Any extrovert people here? YOU GOT ME WONDERING.


----------



## retrofan_k (Oct 28, 2016)

Bit of both, yet mostly introverted because 98% of online is full of butthurt scrubs and having to deal with their emotions because they lose, which then takes the fun out of the game.


----------



## Apex (Oct 28, 2016)

I love local multiplayer games, I usually jump at any chance to play them. I don't do a lot of online gaming though, I don't find much pleasure in playing against people I don't know.


----------



## DaFixer (Oct 28, 2016)

As a true introvert kind off person, I really like playing games alone (with a good beer).
When playing a game I can switch my off the world around me, my only focus is me playing a game.
After 7 years I quit playing games online. Becase the off high prices for the games (COD 70euro + season pack 50 euro), PSN+ (50 euro) and it cost allot off time to be good at COD.
For that money and time I can play better games and do another stuff.


----------



## gnmmarechal (Oct 28, 2016)

I am an introvert. I generally prefer single-player games, often RPGs like Skyrim, where I can just get immersed in the game and play by myself. I like CS:GO, and it's pretty much the only game I play online.

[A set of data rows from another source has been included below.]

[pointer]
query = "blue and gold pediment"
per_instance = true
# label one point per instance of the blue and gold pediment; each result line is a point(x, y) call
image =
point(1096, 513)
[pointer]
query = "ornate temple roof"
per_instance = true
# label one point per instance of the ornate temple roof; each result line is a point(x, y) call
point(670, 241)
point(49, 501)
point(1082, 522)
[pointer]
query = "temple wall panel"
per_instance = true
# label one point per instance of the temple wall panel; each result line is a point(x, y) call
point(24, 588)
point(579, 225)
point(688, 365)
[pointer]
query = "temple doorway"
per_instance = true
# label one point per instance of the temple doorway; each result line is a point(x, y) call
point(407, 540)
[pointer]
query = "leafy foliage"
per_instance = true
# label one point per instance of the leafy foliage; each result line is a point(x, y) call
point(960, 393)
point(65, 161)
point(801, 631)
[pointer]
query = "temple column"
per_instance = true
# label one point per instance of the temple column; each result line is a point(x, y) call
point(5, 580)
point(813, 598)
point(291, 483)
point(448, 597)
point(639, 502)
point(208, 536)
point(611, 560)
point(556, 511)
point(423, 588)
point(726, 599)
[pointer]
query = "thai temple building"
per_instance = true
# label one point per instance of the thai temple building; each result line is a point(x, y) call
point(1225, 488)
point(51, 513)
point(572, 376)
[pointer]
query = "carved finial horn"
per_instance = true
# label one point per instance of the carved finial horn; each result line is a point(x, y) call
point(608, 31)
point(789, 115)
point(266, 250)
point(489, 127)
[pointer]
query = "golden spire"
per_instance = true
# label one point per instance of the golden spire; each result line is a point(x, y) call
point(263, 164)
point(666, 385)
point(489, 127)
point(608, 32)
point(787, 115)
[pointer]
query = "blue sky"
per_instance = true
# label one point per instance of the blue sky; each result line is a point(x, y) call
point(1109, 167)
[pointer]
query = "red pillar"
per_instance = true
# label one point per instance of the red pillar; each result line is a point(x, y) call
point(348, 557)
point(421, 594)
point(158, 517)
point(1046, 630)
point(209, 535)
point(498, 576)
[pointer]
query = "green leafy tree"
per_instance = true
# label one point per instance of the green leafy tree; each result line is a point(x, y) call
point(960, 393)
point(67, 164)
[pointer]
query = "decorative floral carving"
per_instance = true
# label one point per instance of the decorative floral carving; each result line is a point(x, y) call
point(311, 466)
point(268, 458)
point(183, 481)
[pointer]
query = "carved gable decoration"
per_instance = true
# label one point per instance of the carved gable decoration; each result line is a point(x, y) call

Hell, I do play Elder Scrolls Online as if it were Skyrim, ignoring that it is an MMORPG, I play it like I would play Skyrim. Only a couple times I partied with someone when playing, and it was a friend of mine who got the game at the same time as me, and we went and played a few dungeons with other friends of his.

Just those 2 or 3 times though, other than that, I always solo MMORPGs.

My favourite games ARE single-player.

I barely ever played Pokémon online, too, though I played thousands of hours of it overall, counting every game.

Gravity Rush, Persona 3, Pokémon, Skyrim, Tetris, etc. That's the kind of game I play.


----------